A research team led by Prof. LI Bing from the Institute of Metal Research of the Chinese Academy of Sciences, together with collaborators, has overcome a longstanding bottleneck in refrigeration technology. Their findings, published in Nature on January 22, introduce a novel cooling method based on the "dissolution barocaloric effect," which offers a promising zero-carbon alternative to traditional refrigeration.
Modern civilization relies on refrigeration but at a heavy cost. Traditional vapor-compression cooling consumes large quantities of electricity and produces substantial carbon emissions. Although solid-state cooling has long been considered a cleaner alternative, its practical use has been limited by poor heat transfer efficiency.
The researchers found a way to bypass this limitation by combining the benefits of solid coolants with the flow of liquids. While studying the salt ammonium thiocyanate (NH₄SCN), they discovered that the dissolution of the salt in water results in release of massive amounts of heat and then subsequently applying pressure favors the precipitation, which repeat for refrigeration cycles.
Unlike traditional solid-state methods in which heat struggles to move across boundaries, this new "dissolution barocaloric" method integrates the refrigerant and the heat-transfer medium into a single fluid. This design solves the "impossible triangle" of caloric materials by achieving low carbon emissions, high cooling capacity, and high heat transfer efficiency simultaneously.

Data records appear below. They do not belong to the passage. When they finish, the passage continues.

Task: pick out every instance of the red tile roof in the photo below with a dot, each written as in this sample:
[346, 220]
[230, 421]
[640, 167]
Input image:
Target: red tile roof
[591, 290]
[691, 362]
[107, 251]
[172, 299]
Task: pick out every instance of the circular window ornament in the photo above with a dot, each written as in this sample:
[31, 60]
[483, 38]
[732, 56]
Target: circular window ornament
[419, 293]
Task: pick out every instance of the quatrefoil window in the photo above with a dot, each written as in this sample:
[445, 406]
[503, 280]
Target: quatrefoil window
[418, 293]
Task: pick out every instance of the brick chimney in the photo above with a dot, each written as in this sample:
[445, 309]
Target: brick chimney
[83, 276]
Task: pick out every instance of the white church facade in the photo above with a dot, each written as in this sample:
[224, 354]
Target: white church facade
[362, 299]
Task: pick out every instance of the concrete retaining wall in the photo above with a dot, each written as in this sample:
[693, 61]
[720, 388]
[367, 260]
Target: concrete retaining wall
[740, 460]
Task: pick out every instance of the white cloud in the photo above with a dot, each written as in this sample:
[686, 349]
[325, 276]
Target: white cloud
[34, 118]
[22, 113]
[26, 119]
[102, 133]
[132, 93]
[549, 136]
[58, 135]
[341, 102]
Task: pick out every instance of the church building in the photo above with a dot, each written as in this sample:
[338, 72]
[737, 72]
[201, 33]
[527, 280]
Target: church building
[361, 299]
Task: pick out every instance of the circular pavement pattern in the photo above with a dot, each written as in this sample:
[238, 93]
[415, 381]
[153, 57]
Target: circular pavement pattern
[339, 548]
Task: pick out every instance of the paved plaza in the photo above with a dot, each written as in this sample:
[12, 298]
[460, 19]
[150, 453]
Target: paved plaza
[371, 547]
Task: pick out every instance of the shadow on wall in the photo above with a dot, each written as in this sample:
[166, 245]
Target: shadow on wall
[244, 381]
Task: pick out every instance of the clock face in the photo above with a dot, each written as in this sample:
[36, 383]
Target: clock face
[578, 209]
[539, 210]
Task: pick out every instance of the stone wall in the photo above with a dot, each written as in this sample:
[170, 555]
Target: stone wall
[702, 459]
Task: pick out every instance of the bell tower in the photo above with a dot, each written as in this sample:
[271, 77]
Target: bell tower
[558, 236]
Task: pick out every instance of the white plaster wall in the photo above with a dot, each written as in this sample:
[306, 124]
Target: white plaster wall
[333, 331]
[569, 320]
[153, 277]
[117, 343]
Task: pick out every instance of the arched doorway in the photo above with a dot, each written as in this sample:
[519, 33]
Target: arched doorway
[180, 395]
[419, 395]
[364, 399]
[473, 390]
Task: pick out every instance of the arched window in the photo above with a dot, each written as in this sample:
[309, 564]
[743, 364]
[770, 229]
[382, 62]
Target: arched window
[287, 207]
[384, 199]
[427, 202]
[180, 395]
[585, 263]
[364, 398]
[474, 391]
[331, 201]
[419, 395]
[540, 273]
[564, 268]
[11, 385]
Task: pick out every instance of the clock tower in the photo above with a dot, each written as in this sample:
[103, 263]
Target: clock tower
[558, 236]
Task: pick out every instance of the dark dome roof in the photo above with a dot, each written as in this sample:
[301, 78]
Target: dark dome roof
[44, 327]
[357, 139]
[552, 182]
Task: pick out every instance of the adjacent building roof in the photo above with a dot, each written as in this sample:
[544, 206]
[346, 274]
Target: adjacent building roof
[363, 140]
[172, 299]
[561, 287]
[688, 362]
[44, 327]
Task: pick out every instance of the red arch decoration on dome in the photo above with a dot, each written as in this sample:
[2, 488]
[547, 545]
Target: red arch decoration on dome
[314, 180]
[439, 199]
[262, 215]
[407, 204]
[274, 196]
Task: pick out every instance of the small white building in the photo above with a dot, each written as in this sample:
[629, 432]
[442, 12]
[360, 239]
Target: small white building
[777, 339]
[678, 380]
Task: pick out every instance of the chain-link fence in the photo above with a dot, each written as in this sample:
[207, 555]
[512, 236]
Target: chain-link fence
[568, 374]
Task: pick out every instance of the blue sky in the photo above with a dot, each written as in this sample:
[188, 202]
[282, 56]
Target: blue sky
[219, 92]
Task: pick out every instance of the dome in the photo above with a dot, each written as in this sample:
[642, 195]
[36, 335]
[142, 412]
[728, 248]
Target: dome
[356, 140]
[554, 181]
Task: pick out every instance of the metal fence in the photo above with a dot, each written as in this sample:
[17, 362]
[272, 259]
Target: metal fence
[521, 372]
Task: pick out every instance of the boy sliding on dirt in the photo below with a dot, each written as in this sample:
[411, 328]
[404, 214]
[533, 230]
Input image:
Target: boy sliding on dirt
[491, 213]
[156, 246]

Experiments demonstrated striking performance. At room temperature, the method achieved a temperature drop of nearly 30 kelvins in just 20 seconds, while at higher temperatures the cooling span reached as high as 54 kelvins, far exceeding that of existing solid-state barocaloric materials. In a designated prototype cooling cycle, the simulations suggest a cooling capacity of 67 joules per gram (J g⁻¹) and an efficiency approaching 77%.
Using in-situ spectroscopic technologies, the researchers further proved that the process is stable, reversible, and responds instantly to pressure changes—key requirements for practical refrigeration systems.
This technology transcends traditional refrigeration principles based on various phase transitions. By turning the "coolant" into a fluid that can be pumped directly through heat exchangers, it paves the way for the commercialization of powerful, zero-emission refrigeration systems for industrial and home use.
In particular, the excellent high-temperature performance makes the technology an ideal candidate for the demanding thermal management requirements of next-generation artificial intelligence computing centers.